With the kinks worked out, something like that could be a simple and very clear way to communicate what will be shown.

@henare might be able to explain this better.

mlandauer commented 9 years ago

I think we should do this with a light touch. I think a clearly worded message next to the download buttons and an explanation on the API page would suffice. It is more than likely than anyone downloading stuff after those messages are there would become aware of what the new plan is.

I don't think it's necessary to email anybody. It won't necessary make more people understand or know what is happening (because they likely won't pay attention until it's relevant to them) but it might needlessly stir people up.

@henare It would be great if you could explain the idea a little more

equivalentideas commented 9 years ago

I think we should do this with a light touch. I think a clearly worded message next to the download buttons and an explanation on the API page would suffice. It is more than likely than anyone downloading stuff after those messages are there would become aware of what the new plan is.

I don't think it's necessary to email anybody. It won't necessary make more people understand or know what is happening (because they likely won't pay attention until it's relevant to them) but it might needlessly stir people up.

It the clear light of morning, I think you're right :) A message next to the information is the simplest approach for sure.

I still think that maybe in a little while, when we see how this feature get's used, a blog post about it could be really nice, as it's quite an interesting feature for other civic tech developers.

So immediate todos:

mlandauer commented 9 years ago

:+1:

I still think that maybe in a little while, when we see how this feature get's used, a blog post about it could be really nice, as it's quite an interesting feature for other civic tech developers.

equivalentideas commented 9 years ago

Is this kind of what you were thinking for the scraper page notice @mlandauer ?

screen shot 2015-05-07 at 12 45 52 pm

equivalentideas commented 9 years ago

For the notice on the API page we could use a panel with a warning style:

screen shot 2015-05-07 at 12 53 55 pm

Privacy

To promote collaboration on morph.io we show the list of people who have downloaded a scraper.

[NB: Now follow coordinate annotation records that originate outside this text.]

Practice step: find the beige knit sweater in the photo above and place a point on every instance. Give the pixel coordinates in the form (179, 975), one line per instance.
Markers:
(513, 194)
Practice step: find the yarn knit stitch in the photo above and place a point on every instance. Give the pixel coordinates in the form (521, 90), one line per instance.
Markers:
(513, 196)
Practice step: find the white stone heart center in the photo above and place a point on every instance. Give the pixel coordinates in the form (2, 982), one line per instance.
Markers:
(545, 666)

This includes people downloading the data through API requests. We hope you can use this feature to connect with other people with similar interests to you.

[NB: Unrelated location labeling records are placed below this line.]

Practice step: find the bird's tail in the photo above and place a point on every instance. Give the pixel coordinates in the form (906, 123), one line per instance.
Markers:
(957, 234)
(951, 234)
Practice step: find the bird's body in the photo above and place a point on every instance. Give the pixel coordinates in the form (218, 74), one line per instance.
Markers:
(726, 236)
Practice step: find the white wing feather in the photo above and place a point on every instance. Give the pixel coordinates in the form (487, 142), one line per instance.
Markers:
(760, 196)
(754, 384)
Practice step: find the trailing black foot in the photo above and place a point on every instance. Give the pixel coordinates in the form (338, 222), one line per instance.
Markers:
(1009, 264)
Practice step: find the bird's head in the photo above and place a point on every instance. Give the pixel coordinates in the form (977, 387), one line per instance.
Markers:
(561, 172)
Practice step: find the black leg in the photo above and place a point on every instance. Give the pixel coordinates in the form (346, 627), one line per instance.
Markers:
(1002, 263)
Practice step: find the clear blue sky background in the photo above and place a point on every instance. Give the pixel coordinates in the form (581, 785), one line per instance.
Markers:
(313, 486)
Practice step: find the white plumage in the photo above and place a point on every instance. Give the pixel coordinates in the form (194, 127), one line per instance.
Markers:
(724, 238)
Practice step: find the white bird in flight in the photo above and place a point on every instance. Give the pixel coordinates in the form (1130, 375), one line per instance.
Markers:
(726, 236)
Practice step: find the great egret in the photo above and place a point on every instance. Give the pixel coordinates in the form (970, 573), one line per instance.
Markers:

If it is important for you to protect your identity in downloading data from morph.io, you could make an alterate github account and email that you use for this work. If this is not an option, please contact us. We'll do our best to help if you explain you're circumstances. Morph is the scraping platform for civic hackers, activists and researchers. We understand there are times when this work must be protected.

This is probably too long, but just wanted to get down the main points for the api page.

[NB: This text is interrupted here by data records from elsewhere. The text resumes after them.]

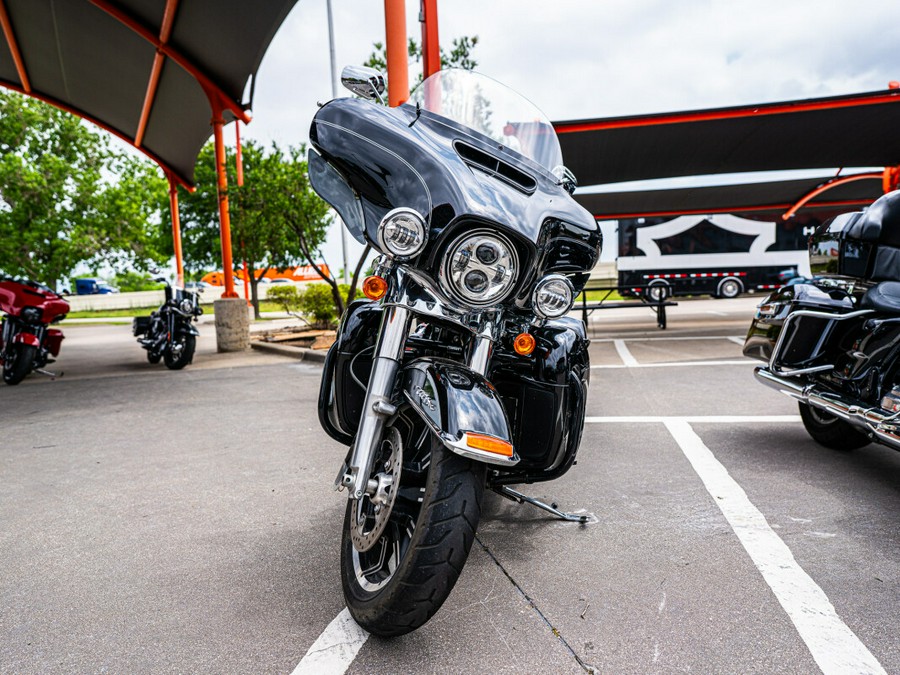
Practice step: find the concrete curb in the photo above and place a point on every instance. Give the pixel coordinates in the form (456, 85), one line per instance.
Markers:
(301, 353)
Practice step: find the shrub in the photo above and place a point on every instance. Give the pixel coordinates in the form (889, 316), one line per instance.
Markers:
(287, 296)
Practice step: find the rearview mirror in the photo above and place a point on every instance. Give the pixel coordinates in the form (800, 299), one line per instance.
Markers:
(363, 81)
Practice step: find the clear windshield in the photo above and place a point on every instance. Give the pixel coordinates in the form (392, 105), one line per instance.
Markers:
(492, 109)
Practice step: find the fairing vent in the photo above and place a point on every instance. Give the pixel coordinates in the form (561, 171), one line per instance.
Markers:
(477, 159)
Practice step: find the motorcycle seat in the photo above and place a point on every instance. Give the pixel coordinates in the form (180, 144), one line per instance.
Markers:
(885, 297)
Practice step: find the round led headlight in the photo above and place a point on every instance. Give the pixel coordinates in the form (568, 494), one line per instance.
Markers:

mlandauer commented 9 years ago

@equivalentideas On the scraper page I think it would be nice if the notice was closer to the download button because it's when looking at those that the information is most useful

equivalentideas commented 9 years ago

@equivalentideas On the scraper page I think it would be nice if the notice was closer to the download button because it's when looking at those that the information is most useful

:+1: I'll do a PR with something simple and we can go from there.

equivalentideas commented 9 years ago

screen shot 2015-05-07 at 2 39 24 pm screen shot 2015-05-07 at 2 39 37 pm

Ideas for text for the notice, trying to say "Your avatar will be shown on this page once you have downloaded this data" but short, simple, and from their perspective:

equivalentideas commented 9 years ago

@henare suggested I make it a bit more obvious will a colour or alert style of some kinda. Gonna give that a go.

mlandauer commented 9 years ago

I think I like "Your downloads will be shown above" the best. Just replacing the "displayed" with the simpler and shorter "shown".

I think there should also be a link to a short paragraph explaining things in a little more detail - more specifically why we're doing this (to encourage serendipity and allow people to understand who and how people are using the data).

The link could be something as simple as "Why?"

Your downloads will be shown above. Why?